JAKARTA,TERMINALNEWS.Co–|Di tengah meningkatnya kesadaran orang tua terhadap pentingnya nutrisi anak, tak sedikit yang mempertanyakan, mengapa susu pertumbuhan yang mengandung berbagai vitamin dan mineral penting, justru sering diperdebatkan atau bahkan dilarang dalam beberapa panduan? Menurut Dokter spesialis penyakit dalam dr. Sukiman Rusli, Sp.PD., pelarangan atau larangan keras bukan ditujukan pada semua jenis susu, melainkan pada kesalahan persepsi masyarakat terhadap produk susu, terutama ketika susu kental manis disalahartikan sebagai susu pertumbuhan.
Menurut dr. Sukiman, susu pertumbuhan pada dasarnya adalah hasil dari kemajuan teknologi pangan yang mencoba meniru kandungan Air Susu Ibu (ASI). Susu ini diformulasikan untuk memenuhi kebutuhan gizi anak-anak, terutama ketika kebutuhan nutrisi meningkat setelah usia 6 bulan. “Susu pertumbuhan itu secara ilmiah dikembangkan untuk meniru ASI, meski tidak sepenuhnya sempurna. Tapi dari segi komposisi, banyak yang sudah diperkaya dengan zat penting seperti zat besi (Fe),” ujarnya.
Zat besi adalah salah satu mikronutrien yang sangat penting untuk tumbuh kembang anak, terutama dalam pembentukan sel darah merah dan perkembangan otak. Kekurangan zat besi bisa menyebabkan anemia, gangguan pertumbuhan, hingga penurunan kecerdasan kognitif.
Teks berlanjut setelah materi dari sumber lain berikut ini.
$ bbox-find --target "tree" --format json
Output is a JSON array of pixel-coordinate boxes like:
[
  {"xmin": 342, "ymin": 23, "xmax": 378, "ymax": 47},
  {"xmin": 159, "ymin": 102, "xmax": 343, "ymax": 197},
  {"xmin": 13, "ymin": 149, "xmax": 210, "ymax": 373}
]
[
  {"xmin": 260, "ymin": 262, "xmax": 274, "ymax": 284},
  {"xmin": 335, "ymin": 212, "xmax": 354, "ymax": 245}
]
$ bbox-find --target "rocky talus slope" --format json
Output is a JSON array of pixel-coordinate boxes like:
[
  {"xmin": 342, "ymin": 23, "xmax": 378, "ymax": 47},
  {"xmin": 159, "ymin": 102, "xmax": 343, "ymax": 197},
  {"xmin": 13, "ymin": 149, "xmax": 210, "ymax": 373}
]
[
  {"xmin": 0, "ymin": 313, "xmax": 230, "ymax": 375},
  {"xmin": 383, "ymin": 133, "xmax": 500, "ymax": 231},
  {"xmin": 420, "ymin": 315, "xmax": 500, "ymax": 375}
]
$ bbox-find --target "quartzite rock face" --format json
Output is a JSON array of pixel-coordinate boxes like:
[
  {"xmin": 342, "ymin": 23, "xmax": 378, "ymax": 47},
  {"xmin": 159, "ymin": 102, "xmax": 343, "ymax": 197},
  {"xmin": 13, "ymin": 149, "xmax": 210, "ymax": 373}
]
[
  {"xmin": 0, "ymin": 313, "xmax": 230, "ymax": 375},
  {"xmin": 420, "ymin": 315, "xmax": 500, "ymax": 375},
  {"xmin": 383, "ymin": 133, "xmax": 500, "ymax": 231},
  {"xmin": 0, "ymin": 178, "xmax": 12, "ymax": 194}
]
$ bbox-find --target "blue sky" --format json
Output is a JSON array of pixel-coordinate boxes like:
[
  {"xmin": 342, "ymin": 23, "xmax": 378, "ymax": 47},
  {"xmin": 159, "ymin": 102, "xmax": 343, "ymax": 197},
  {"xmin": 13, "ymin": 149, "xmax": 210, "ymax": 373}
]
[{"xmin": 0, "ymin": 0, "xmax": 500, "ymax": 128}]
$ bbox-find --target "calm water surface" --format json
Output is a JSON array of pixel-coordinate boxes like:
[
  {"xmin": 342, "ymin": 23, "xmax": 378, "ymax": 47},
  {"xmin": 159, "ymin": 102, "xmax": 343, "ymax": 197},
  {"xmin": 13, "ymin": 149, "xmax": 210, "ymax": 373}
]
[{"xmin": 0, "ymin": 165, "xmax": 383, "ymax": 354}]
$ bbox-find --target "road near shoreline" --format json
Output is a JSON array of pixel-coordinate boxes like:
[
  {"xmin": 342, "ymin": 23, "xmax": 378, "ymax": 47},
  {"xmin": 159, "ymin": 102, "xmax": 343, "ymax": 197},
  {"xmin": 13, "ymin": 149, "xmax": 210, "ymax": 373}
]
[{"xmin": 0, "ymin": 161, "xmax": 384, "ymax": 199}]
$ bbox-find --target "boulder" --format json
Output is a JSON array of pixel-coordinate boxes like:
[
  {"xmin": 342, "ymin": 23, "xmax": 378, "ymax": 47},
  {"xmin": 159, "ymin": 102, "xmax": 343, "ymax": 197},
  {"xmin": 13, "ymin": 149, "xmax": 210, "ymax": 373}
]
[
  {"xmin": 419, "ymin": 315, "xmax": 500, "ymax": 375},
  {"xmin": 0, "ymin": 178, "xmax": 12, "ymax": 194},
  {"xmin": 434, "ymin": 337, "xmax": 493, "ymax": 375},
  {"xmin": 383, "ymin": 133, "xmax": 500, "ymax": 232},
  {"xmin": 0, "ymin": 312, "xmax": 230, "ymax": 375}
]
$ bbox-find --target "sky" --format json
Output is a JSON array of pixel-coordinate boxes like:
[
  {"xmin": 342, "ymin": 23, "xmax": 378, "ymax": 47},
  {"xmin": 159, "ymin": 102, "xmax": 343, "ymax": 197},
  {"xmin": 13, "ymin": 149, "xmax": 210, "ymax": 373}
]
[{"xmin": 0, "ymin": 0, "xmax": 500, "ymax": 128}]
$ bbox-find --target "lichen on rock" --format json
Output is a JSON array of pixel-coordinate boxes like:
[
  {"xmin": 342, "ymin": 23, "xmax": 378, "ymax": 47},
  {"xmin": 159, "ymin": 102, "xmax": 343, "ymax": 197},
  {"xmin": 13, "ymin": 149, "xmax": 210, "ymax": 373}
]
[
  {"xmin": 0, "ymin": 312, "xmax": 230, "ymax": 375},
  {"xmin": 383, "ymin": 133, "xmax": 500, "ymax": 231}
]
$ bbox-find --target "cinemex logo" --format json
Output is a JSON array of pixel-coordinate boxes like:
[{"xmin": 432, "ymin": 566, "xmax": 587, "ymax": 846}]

Di sinilah susu pertumbuhan bisa berperan. Beberapa produk bahkan sudah diperkaya dengan kombinasi zat besi dan vitamin C (Iron C) yang memudahkan penyerapan zat besi oleh tubuh.
Namun, dr. Sukiman menegaskan pentingnya memahami konteks. “Yang sering disalahpahami masyarakat adalah menyamakan semua produk susu. Padahal, susu pertumbuhan berbeda dari susu kental manis,” jelasnya. Ia menekankan bahwa susu kental manis bukanlah susu yang layak dikonsumsi sebagai sumber gizi utama anak. “Itu bukan susu. Kandungan gulanya tinggi dan sangat minim nutrisi. Bahkan bisa menyebabkan obesitas dan penyakit metabolik lain.”